MAGE-E1 Expression in Non-Small Cell Lung Cancer
Department of Thoracic Surgery, Kyoto University Hospital, Kyoto, Japan
Aim: MAGE (melanoma-associated antigen) was the first Cancer/Testis antigen to be defined, and over 25 different MAGE genes have been identified until now. MAGE-E1 is a novel member of MAGE family, but the clinical significance in non-small cell lung cancer (NSCLC) remains unknown.

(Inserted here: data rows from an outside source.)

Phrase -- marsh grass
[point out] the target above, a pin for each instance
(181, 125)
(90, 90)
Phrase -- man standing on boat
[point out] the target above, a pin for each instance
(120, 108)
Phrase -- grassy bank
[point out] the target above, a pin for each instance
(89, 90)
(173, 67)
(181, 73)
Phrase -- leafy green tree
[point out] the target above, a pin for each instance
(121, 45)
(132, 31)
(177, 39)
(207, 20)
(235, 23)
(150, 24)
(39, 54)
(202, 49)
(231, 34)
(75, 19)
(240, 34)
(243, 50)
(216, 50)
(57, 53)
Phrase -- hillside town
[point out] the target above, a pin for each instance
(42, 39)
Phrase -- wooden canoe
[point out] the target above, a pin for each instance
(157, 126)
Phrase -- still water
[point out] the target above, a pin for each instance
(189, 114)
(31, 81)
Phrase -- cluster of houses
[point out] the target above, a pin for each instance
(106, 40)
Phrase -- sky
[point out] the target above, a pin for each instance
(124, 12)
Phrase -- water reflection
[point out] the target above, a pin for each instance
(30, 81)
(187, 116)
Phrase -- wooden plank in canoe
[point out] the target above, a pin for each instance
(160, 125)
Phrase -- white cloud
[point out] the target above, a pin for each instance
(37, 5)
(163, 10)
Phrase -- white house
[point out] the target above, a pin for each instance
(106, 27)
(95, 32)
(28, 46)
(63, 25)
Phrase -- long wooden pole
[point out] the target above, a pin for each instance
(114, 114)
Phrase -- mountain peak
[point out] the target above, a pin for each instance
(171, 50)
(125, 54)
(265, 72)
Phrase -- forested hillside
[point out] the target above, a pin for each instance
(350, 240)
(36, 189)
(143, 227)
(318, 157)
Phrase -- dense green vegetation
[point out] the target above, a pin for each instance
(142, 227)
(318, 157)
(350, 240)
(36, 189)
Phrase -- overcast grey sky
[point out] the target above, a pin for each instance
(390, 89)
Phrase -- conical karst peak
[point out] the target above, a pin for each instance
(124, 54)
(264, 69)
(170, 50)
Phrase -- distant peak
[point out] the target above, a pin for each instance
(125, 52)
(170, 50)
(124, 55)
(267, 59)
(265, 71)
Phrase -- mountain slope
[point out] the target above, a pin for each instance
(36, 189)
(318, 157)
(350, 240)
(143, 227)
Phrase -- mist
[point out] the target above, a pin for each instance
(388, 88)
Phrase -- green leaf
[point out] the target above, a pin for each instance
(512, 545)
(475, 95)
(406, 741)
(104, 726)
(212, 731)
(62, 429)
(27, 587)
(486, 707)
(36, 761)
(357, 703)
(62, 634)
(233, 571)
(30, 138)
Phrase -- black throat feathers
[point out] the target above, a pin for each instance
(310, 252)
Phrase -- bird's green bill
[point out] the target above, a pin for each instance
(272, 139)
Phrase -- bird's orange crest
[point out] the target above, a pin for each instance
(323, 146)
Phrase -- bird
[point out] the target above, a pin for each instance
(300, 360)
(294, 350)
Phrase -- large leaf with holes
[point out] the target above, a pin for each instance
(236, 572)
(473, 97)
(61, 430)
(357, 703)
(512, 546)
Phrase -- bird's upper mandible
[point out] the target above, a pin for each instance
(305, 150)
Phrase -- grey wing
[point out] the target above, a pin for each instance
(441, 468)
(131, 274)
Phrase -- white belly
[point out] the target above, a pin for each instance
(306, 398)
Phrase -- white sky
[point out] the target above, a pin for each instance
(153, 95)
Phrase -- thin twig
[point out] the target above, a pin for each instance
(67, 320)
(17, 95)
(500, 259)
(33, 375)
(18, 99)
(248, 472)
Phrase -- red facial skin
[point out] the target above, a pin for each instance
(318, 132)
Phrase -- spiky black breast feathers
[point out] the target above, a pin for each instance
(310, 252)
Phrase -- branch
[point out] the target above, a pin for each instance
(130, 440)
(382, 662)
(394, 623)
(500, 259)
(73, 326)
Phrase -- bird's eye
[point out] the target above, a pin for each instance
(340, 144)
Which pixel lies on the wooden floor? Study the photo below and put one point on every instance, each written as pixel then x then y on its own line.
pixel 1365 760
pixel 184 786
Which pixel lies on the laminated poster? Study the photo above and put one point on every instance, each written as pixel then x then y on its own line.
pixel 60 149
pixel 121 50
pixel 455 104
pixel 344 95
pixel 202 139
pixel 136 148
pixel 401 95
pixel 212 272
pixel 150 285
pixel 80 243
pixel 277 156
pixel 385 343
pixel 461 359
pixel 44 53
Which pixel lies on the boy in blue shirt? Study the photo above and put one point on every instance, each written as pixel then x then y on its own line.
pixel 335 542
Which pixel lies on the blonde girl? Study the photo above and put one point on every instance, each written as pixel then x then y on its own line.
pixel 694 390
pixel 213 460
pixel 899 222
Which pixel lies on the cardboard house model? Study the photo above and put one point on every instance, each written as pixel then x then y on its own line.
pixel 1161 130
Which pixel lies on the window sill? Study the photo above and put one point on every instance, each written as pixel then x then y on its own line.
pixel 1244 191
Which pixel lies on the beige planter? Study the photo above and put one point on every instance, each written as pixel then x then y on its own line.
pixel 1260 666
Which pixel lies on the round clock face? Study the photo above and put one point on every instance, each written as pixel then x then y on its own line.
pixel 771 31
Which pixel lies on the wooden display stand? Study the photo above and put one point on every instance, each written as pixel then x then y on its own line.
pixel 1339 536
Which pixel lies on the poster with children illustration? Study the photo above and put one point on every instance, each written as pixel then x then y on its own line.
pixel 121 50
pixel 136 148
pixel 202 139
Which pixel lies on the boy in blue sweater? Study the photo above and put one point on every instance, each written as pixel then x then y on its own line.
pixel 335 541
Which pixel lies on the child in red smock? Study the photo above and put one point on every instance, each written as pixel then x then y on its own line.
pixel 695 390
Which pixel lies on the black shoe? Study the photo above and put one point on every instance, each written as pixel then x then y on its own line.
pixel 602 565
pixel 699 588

We sought to determine whether or not MAGE-E1 gene expression correlated with clinicopathological factors and MAGE-E1 might be a biomarker in patients with NSCLC. Methods: A total of 202 patients with pathologic (p-) stage I-IIIA, NSCLC were reviewed. MAGE-E1 expression was examined by immunohistochemistry. Results: MAGE-E1 expression in tumor cells was strong in 121 patients (69%), and weak in the other 81 patients. Strong MAGE-E1 expression was more frequently seen in squamous cell carcinoma patients (56/75, 75%) than in adenocarcinoma patients (55/109, 51%; p<0.01). MAGE-E1 status was not significantly correlated with other patients’ characteristics including sex, age, performance status, grade of tumor differentiation, pT-factor, or pN-factor. The mean proliferative index (PI) for strong MAGE-E1 tumor was 51, which was significantly higher than that for weak MAGE-E1 tumor (PI, 42; p=0.04), and aberrant expression of p53 was also more frequent in strong MAGE-E1 tumor (64/121, 53%) than in weak MAGE-E1 tumor (21/81, 25%; p<0.01). There was no significant difference according to the MAGE-E1 status in apoptotic index or microvessel density. There was no difference in the postoperative survival between weak MAGE-E1 patients and strong MAGE-E1 patients (5-year survival rates, 65% and 69%, respectively; p=0.742) Conclusions: Enhanced MAGE-E1 expression was more frequent in squamous cell carcinoma, and was also significantly correlated with active tumor-cell proliferation and aberrant p53 status. However, MAGE-E1 status was not correlated with the postoperative survival.
Paper presented at the International Symposium on Predictive Oncology and Intervention Strategies; Nice, France; February 7 - 10, 2004; in poster session 797 (Manifestations of cancer).